The UK will face a choice. It could decide to apply data protection rules that are recognized as “adequate” by the EU Commission, in which case personal data can be transferred freely from the EU to the UK, reducing costs for business. However, this is likely to involve applying rules similar to the GDPR (potentially with some variations, such as lower penalties). Alternatively, the UK could adopt laws that the EU did not consider met this standard, in which case businesses in the UK would be subject to the same restrictions that currently apply to data transfers from the EU to the United States or Asia. In this scenario, transfers of data from EU Member States to the UK would require use of the EU Standard Contractual Clauses, Binding Corporate Rules or a bilateral agreement similar to the EU–U.S. Privacy Shield. These arrangements are likely to lead to cost and complexity for businesses and, in the case of a bilateral agreement, would need approval of the EU and the UK government.
Clearly, the overall form Brexit will take is not yet decided and will be subject to significant discussion. However, it is likely that each of the basic outlines for Brexit currently being canvassed will have a similar implications for the UK’s data protection rules.
- If the UK trades with the EU as a member of the European Economic Area, it is likely that the EU would require the UK to adopt measures similar to the GDPR as part of its commitment for access to the single market.
- If the UK relies on bilateral trading agreements with the EU covering different sectors, it will face a choice between adopting “adequate” data protection rules to allow UK businesses to receive unrestricted data flows from the EU or accepting that UK businesses will have the cost and administrative burden of putting in place alternative arrangements to allow these transfers. For example, Switzerland has adopted a data protection law that closely resembles the Directive, and it is likely to amend this to reflect the GDPR.
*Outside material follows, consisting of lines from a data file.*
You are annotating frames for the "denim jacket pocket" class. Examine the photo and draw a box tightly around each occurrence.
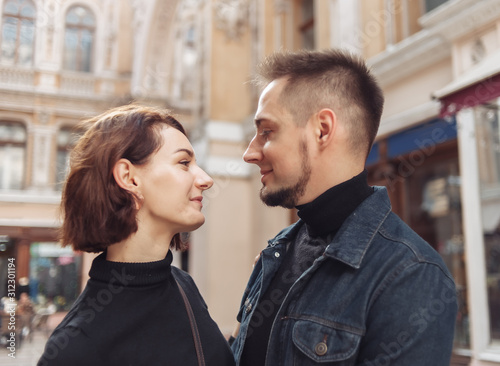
[293,320,361,365]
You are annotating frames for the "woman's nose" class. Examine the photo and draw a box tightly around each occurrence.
[196,168,214,190]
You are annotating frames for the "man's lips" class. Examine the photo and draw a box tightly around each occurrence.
[260,169,273,183]
[191,196,203,207]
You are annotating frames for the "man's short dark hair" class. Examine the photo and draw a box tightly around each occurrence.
[256,49,384,155]
[60,105,186,253]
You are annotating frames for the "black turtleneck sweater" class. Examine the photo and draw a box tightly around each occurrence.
[38,251,234,366]
[241,170,373,366]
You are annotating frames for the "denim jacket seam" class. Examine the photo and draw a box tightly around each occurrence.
[286,314,366,336]
[380,230,453,280]
[368,259,423,308]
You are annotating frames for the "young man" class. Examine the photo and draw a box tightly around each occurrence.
[232,50,457,366]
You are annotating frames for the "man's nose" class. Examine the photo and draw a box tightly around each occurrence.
[243,136,262,164]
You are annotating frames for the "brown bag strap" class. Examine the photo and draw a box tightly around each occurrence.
[175,280,205,366]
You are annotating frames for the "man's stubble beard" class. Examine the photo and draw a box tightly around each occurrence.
[260,140,311,208]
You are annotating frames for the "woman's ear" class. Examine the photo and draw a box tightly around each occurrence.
[113,159,144,210]
[113,159,137,193]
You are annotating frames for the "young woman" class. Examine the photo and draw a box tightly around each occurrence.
[38,106,234,366]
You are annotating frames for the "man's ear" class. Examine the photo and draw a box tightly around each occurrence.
[113,159,139,194]
[316,108,337,147]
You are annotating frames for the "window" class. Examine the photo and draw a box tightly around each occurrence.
[299,0,314,50]
[63,6,95,72]
[475,104,500,342]
[0,121,26,189]
[0,0,36,66]
[56,127,82,190]
[425,0,448,13]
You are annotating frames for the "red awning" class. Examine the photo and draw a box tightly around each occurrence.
[437,74,500,117]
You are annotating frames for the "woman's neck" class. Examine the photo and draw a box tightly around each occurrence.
[106,226,174,263]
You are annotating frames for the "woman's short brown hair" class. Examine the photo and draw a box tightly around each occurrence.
[61,105,186,253]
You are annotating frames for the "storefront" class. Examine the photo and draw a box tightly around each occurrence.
[435,63,500,365]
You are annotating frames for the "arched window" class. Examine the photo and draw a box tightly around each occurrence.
[63,6,95,72]
[56,126,83,190]
[0,0,36,66]
[0,121,26,189]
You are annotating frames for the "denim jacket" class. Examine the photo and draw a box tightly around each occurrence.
[232,187,457,366]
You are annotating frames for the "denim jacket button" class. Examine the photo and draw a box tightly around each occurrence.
[314,342,328,356]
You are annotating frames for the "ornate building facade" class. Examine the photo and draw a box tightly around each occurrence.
[0,0,500,365]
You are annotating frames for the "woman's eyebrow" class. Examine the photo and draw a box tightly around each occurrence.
[174,149,194,158]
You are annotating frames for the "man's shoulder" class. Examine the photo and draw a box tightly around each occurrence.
[375,212,446,268]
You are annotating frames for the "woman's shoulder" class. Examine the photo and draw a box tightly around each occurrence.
[172,266,207,308]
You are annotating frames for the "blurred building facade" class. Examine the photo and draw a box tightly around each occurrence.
[0,0,500,365]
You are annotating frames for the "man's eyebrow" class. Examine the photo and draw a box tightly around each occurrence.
[175,149,194,158]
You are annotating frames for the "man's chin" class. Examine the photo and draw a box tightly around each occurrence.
[260,186,297,208]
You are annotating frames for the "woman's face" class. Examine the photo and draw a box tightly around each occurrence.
[136,127,213,233]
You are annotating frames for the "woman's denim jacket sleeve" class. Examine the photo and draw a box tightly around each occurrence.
[232,187,457,366]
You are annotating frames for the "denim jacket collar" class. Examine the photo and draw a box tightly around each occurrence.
[268,187,391,268]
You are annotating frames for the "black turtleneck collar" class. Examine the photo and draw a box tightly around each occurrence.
[89,250,173,287]
[296,170,373,236]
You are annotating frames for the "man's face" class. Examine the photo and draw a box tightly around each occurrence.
[243,79,311,208]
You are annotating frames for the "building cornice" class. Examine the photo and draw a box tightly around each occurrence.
[368,0,500,86]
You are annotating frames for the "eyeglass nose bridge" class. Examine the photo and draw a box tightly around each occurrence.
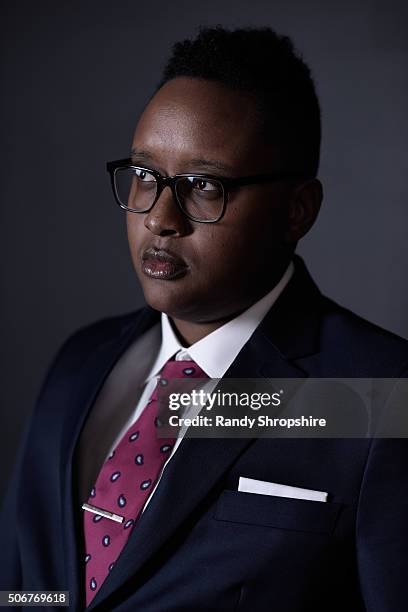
[150,175,185,215]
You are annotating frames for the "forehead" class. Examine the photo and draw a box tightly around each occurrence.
[133,77,269,169]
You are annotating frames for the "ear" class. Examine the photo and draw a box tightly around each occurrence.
[285,179,323,242]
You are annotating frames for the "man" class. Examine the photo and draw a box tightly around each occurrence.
[1,28,408,612]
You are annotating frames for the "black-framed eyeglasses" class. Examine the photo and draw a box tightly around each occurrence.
[106,158,296,223]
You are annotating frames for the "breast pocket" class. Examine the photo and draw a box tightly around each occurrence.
[214,490,341,533]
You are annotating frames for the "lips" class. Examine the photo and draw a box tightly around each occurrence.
[142,247,188,280]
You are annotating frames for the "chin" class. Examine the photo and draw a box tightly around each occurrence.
[140,279,190,316]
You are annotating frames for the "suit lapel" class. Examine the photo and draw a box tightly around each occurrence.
[61,308,159,609]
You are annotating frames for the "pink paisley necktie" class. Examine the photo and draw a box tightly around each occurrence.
[84,361,207,606]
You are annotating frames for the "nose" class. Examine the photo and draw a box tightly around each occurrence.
[144,186,188,236]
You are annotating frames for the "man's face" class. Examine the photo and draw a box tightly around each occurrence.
[127,77,294,323]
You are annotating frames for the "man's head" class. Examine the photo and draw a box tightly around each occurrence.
[127,28,321,323]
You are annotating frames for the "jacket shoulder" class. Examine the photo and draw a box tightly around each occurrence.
[321,297,408,378]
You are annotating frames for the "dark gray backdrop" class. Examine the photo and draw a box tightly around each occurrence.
[0,0,408,498]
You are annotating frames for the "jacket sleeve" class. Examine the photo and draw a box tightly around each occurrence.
[357,438,408,612]
[0,419,31,591]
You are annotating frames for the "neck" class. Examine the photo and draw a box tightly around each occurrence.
[170,314,236,347]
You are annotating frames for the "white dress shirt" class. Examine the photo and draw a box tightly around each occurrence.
[76,262,294,510]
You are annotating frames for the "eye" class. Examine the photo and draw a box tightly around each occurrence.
[133,168,156,183]
[188,176,219,191]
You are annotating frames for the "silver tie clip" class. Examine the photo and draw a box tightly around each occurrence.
[82,504,125,523]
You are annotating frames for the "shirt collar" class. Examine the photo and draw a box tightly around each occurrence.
[147,262,294,380]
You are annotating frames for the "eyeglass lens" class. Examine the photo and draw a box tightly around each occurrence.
[115,167,224,221]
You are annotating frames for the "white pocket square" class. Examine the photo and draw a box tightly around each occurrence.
[238,476,328,502]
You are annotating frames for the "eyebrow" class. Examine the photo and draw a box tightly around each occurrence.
[131,149,234,174]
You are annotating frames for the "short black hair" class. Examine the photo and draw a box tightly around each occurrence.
[158,26,321,178]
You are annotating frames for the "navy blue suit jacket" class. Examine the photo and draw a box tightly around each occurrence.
[0,258,408,612]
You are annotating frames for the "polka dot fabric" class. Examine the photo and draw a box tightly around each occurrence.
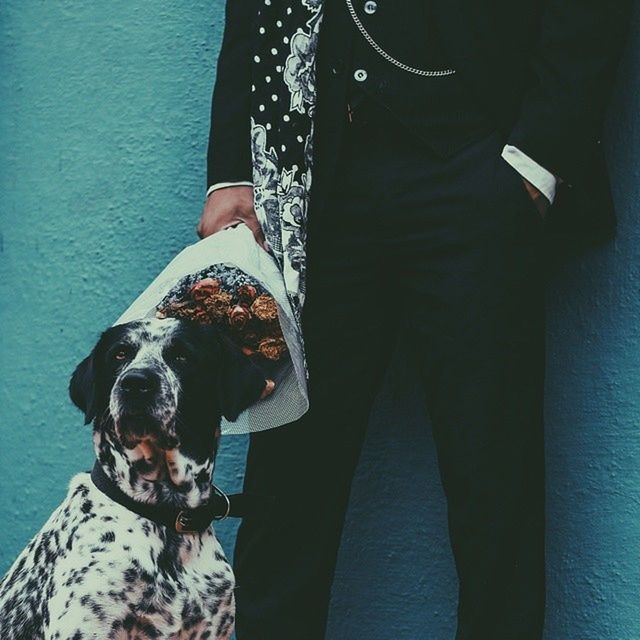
[251,0,322,330]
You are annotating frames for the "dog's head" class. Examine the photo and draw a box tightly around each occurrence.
[69,318,267,459]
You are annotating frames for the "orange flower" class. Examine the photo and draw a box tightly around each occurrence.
[229,304,251,329]
[251,293,278,322]
[202,291,231,320]
[258,338,287,360]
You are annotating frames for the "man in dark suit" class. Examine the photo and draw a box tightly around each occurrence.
[198,0,629,640]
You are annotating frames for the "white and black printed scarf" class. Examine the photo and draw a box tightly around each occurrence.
[251,0,322,324]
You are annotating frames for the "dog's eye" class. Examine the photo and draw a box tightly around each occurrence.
[113,346,131,362]
[165,346,190,364]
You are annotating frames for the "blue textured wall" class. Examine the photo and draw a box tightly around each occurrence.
[0,0,640,640]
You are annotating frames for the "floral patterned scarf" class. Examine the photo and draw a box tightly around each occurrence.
[251,0,322,325]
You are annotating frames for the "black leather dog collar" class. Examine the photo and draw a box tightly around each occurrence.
[91,460,269,533]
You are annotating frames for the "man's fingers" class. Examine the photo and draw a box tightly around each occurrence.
[244,213,267,251]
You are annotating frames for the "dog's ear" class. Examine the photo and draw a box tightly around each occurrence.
[218,333,273,422]
[69,351,97,424]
- If the UK trades under the WTO rules, it will face the same choice as to whether to apply “adequate” data protection rules. Canada has been approved by the EU as having adequate data protection laws after essentially mirroring the EU rules.
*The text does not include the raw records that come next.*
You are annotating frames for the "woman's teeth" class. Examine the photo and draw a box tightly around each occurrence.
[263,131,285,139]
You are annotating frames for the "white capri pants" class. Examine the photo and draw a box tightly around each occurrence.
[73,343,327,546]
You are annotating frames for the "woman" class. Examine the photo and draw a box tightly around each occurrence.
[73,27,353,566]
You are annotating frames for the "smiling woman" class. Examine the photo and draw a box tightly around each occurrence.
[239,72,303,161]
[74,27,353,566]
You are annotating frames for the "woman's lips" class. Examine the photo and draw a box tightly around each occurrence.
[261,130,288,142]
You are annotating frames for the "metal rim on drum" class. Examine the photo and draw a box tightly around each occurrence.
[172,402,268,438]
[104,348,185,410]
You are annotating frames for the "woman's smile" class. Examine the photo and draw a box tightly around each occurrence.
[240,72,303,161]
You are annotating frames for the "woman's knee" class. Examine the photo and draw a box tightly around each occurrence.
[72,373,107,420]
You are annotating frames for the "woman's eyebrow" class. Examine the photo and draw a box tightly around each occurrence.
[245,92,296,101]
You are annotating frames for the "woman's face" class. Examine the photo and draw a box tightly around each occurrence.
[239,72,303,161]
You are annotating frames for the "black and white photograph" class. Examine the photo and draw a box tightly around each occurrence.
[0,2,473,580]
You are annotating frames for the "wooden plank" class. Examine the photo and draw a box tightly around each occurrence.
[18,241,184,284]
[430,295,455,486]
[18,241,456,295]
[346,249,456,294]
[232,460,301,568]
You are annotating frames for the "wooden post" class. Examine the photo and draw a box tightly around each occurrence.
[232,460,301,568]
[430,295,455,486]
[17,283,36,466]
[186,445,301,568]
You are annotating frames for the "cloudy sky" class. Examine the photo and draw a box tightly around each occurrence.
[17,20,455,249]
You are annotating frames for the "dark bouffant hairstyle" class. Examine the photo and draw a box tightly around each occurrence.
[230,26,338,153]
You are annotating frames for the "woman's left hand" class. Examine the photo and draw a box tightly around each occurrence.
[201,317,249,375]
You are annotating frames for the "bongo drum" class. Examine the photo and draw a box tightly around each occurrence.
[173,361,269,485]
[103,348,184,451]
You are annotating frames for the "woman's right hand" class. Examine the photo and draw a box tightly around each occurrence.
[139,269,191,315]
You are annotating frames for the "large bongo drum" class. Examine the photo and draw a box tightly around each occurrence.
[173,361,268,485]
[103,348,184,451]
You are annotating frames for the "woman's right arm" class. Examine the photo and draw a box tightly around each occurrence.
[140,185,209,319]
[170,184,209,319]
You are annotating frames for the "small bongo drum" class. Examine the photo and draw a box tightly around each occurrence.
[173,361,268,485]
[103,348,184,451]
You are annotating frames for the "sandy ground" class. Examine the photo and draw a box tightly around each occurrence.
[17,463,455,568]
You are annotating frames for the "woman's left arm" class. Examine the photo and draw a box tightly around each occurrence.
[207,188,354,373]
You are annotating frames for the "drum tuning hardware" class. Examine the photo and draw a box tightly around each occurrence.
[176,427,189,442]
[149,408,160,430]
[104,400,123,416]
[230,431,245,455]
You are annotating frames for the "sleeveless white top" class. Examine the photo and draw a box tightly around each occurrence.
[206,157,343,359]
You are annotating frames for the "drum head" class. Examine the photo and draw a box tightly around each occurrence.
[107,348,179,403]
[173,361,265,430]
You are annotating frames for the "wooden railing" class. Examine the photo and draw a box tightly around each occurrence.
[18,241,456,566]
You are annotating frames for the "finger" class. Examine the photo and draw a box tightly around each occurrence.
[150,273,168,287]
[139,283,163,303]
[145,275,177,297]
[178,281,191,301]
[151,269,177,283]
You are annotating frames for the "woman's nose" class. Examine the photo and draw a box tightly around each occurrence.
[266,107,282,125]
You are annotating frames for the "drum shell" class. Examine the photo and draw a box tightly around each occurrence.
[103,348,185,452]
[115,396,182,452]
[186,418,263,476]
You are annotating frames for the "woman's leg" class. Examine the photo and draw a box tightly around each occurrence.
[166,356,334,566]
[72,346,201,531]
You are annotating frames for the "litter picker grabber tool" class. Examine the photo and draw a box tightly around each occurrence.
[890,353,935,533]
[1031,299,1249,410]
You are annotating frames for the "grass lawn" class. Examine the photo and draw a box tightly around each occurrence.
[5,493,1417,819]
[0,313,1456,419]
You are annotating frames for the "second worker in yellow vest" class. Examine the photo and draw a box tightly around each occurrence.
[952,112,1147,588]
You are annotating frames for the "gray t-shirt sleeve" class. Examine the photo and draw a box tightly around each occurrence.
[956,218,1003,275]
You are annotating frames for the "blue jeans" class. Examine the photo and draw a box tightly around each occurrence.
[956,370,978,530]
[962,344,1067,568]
Whichever approach is taken, the EU transfer rules give a strong incentive for the UK to adopt measures that are broadly equivalent to the GDPR.
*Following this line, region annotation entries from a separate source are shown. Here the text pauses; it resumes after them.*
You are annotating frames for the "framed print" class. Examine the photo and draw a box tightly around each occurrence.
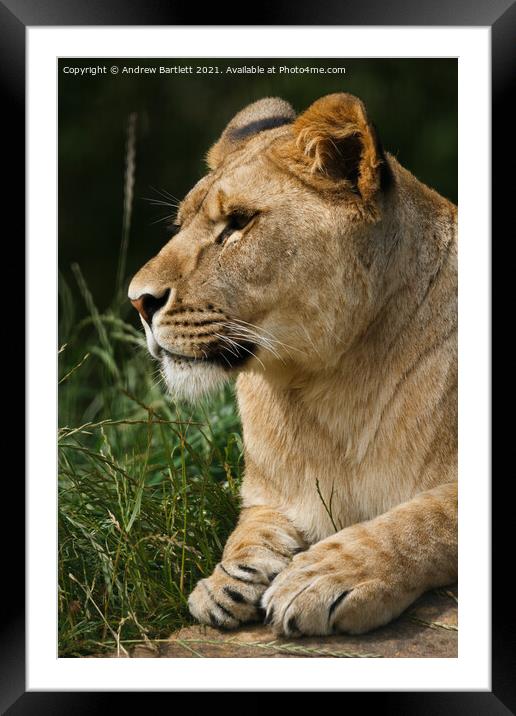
[7,1,508,714]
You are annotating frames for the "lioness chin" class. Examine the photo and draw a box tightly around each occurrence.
[129,94,457,636]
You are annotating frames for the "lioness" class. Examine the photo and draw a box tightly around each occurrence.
[129,94,457,636]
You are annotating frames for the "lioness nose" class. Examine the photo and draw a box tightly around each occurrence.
[131,290,170,325]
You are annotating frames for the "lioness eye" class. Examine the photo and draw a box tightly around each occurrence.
[216,212,255,244]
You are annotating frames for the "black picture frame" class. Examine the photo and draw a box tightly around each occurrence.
[7,0,508,716]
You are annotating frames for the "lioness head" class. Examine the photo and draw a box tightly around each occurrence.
[129,94,394,398]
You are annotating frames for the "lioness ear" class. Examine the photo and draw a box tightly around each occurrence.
[293,93,384,199]
[206,97,296,169]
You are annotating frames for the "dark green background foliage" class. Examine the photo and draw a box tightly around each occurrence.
[58,59,457,656]
[59,59,457,308]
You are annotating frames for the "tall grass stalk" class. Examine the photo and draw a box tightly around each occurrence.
[58,114,242,656]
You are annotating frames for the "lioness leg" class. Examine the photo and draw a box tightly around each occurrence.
[262,483,457,636]
[188,507,306,629]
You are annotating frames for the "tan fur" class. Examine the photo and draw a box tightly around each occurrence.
[130,94,457,635]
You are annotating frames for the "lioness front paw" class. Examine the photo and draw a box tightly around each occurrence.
[262,543,419,637]
[188,558,286,629]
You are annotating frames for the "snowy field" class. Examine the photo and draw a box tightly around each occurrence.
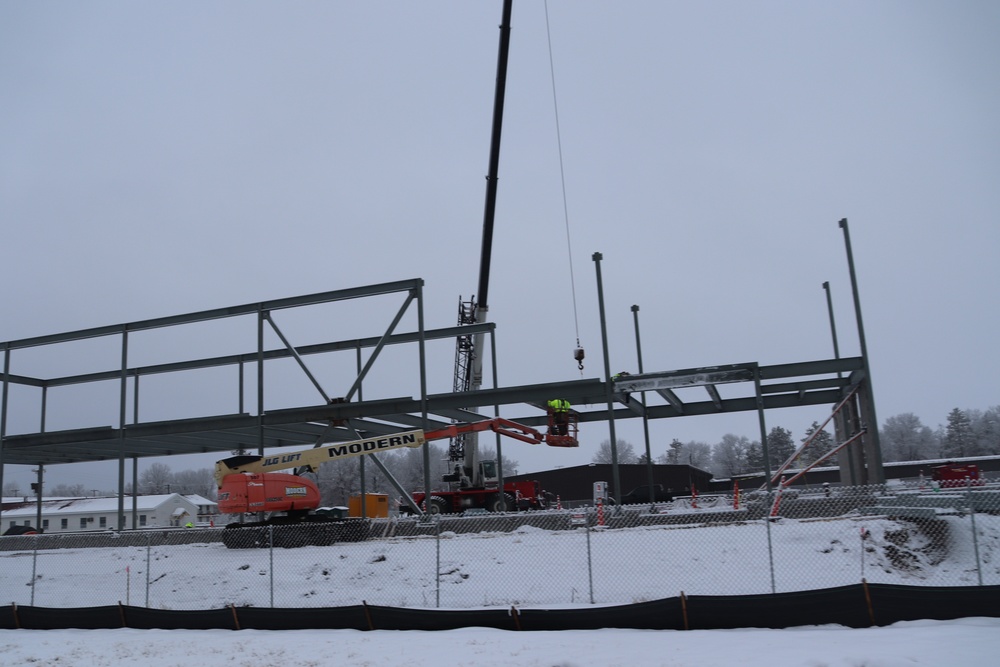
[0,618,1000,667]
[0,514,1000,609]
[0,514,1000,667]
Regulatory Uncertainty about EU–U.S. Data Transfers
There are ongoing uncertainties about transfers of personal data from the EU to the United States. The EU–U.S. Privacy Shield (which replaced the U.S.–EU Safe Harbor framework ruled invalid by the European Court of Justice in the 2015 Schemes ruling) has only recently been approved and may be subject to further legal challenge. There are also ongoing proceedings before the Irish High Court challenging the validity of transfers using the EU Standard Contractual Clauses. Brexit will add further uncertainty and potentially require parallel negotiations between the EU and UK authorities to agree on bilateral arrangements to permit data transfers to the UK. This uncertainty will be a particular concern for cloud services providers, which often depend on unrestricted worldwide data flows.
While Brexit gives the UK a theoretical ability to set its own data protection rules, there will be incentives to maintain rules that are substantially similar to those of the EU. Regardless of the form of the UK’s post-Brexit relationship with the EU, EU data protection rules will continue to have a significant influence on UK companies. For some UK businesses, the GDPR will apply directly as a matter of EU law.
Businesses should be considering the impact of the GDPR irrespective of Brexit. Brexit adds uncertainty to this evaluation and will be a factor in certain investment decisions, such as where to locate data centers to service EU customers.